Natural Ways to Improve Prostate Health
Medications aren't the only answer
If you're one of the millions of men who've been diagnosed with an enlarged prostate (also known as benign prostatic hypertrophy or BPH), you may have been prescribed medications to treat this issue. But did you know there are natural ways to ease BPH and boost prostate health as well? In this slideshow, we look at some foods, herbs, and supplements that studies suggest may help improve prostate health.
Red clover is rich in isoflavones, a type of protein found in soybeans that has been used as an alternative treatment for a wide range of conditions. It's thought that isoflavones can inhibit prostate and other types of cancerous tumors, and some studies suggest this protein may also treat BPH.

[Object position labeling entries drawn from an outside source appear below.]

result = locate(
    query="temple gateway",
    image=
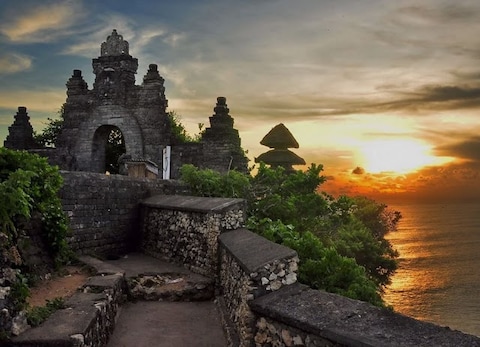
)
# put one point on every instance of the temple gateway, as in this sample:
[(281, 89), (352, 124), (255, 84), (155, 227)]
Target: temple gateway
[(135, 113)]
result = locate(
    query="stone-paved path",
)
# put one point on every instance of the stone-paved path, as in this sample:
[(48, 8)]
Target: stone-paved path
[(168, 324), (162, 323)]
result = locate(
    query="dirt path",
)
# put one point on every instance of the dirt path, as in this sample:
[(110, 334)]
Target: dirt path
[(63, 286)]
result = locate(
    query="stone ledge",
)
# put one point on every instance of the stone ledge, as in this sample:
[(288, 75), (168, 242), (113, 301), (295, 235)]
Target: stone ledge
[(350, 322), (101, 267), (192, 203), (253, 251), (88, 319)]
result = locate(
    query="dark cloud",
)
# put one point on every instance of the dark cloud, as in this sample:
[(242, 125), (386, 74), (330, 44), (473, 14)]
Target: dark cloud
[(467, 149), (450, 93), (358, 171)]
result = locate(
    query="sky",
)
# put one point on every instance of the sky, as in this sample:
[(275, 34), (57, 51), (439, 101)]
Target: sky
[(384, 94)]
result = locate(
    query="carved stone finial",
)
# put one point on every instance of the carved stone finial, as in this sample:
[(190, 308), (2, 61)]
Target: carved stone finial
[(20, 133), (221, 108), (114, 45)]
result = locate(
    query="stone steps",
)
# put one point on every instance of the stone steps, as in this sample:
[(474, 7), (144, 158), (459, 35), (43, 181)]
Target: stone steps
[(92, 311)]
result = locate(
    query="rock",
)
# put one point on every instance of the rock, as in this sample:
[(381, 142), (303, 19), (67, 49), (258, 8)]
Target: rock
[(19, 323)]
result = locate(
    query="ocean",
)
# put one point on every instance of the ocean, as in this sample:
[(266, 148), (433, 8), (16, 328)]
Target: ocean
[(438, 279)]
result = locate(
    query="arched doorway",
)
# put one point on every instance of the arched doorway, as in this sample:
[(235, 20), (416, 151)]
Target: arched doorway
[(108, 146)]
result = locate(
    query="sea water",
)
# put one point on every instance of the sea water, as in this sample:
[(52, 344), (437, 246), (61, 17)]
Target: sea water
[(438, 279)]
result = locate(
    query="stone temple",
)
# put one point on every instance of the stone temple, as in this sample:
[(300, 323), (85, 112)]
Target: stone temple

Japanese men have a very low incidence of prostate cancer, and some believe their diet - which is high in soy - may be behind this statistic. Soy contains the same isoflavones found in red clover that are known to block tumor growth and ease BPH. Isoflavones are a good overall health booster, too.
African tree bark
Some studies have found that African tree bark (pygeum africanum) helps reduce prostate swelling, decrease inflammation, and block the growth factors responsible for enlarged prostate and prostate tumors. So many people in Asia and Europe swear by this remedy that the tree has been overharvested and is on the Endangered Species list.
Lycopene is an antioxidant found in such foods as grapefruit, tomatoes, and watermelon. Several studies have found that eating a diet high in fruits and vegetables that contain lycopene may help reduce a man's risk of developing prostate cancer.
A diet full of dairy products and meat is linked to an increased risk of prostate problems. But other studies suggest that diets high in fish, fish oil, and vegetables reduces men's prostate cancer and BPH risk. This may explain why the incidence of prostate issues is so much lower in Asia, where fish is a staple of many people's diets.
Saw palmetto, a shrub that grows in such southern U.S. states as Georgia and Florida, has long been used as way to reduce inflammation and enlargement of the prostate. Many urologists actually endorse its use for early symptoms. Some believe it works by inhibiting the hormones that trigger prostate enlargement.
Scientists found that zinc deficiency can result in prostate enlargement. In fact, one study found men with prostatitis (infection of the prostate) had zinc levels that were 1/10 of what they are in men without this condition. Experts say a supplement of 50 mg to 100 mg of zinc per day can help men with enlarged prostate.